For all-round-shooting the best time for a trip to the low-country is between the middle of January and the end of March. By the earlier date the north-east monsoon is generally over, and cool, dry weather may be expected. The hot weather begins early in April and continues till the end of October. The south-west monsoon is little felt in the northern and eastern parts of the Island. Little rain falls, and dry hot winds blow from June to September which speedily dry up the tanks and river-pools. For night-shooting the best time is between the beginning of July and the middle of October, when there are few drinking-places left to which bears and other animals can go. If the south-west monsoon rains are unusually heavy night-shooting may not be possible till the end of August, The "sowing rains " in September sometimes spoil such sport.

A shooting trip at any season of the year should, if possible, be arranged to begin when the moon is a few days old. It is a great advantage and pleasure to have moonlight when travelling or camping in the jungle.

How to Go

The most convenient and expeditious way of travelling in the low-country is with coolies. It is however expensive, and only planters and others who have command of labour, can, as a rule, obtain them. They are commonly not to be had in the villages, and if, with the help of Government officers and headmen, they are procured, they have to be so highly paid in proportion to the loads they carry, will only go such short distances, break down so easily and are altogether so unsatisfactory, that unless the distance to be travelled is very short, it is better to have nothing to do with village coolies. When harvesting paddy or clearing chenas their services cannot be got for "love or money." Bazaar coolies engaged in towns are usually drunken diseased scoundrels, who will bolt with their advances on the first opportunity.

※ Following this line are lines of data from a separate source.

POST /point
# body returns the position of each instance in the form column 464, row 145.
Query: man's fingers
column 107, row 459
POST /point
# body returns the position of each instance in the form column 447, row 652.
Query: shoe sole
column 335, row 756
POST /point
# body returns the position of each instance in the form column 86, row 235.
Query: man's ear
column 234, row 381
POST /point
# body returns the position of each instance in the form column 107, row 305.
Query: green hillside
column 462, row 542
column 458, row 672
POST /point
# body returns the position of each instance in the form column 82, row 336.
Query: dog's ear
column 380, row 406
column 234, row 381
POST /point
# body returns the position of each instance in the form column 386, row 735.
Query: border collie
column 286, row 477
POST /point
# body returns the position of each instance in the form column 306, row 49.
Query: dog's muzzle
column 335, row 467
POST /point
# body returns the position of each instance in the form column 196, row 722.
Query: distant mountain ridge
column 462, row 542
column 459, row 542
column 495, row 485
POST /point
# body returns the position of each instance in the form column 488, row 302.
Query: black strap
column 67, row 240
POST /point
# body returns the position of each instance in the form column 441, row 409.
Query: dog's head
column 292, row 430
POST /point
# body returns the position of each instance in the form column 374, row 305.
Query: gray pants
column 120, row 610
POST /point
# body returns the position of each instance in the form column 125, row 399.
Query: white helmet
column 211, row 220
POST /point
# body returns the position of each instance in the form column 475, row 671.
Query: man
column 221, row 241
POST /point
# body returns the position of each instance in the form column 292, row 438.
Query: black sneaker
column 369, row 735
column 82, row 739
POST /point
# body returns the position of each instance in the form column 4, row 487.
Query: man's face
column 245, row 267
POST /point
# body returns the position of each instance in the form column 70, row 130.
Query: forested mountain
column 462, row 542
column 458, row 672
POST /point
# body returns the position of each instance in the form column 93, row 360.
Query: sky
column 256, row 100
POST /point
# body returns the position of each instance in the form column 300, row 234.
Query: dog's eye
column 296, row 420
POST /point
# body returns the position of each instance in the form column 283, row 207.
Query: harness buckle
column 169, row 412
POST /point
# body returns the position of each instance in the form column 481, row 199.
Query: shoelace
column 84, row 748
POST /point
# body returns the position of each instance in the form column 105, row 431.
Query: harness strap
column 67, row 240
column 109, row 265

Carts are convenient for the transport of baggage where there are roads, but on the arrival of a party at the shooting-ground, coolies are usually required to carry the things to camp some miles away in the jungle. The rate of cart hire all over the low-country is ordinarily Rs.1.50 per day.

Elephants, hired from Sinhalese headmen and contractors, have sometimes been engaged to carry the baggage of a shooting party, but they are very expensive, costing from Rs.4 to Rs.8 per day ; will carry comparatively small loads and get ill or galled very easily.

Tavalams or pack-bullocks or ponies have been tried for transport of baggage, but have never proved a success. The animals are constantly straying off and cannot be found when wanted, always take a long time and require skill and patience to load, and travel very slowly.

Horses should always be provided. As the stabling and food they will get may prove to be of the roughest, no valuable animals should, of course, be taken. Strong country ponies which will be none the worse for being out all night in the rain, and can live on grass if need be, are the best to take. They should be re-shod just before starting.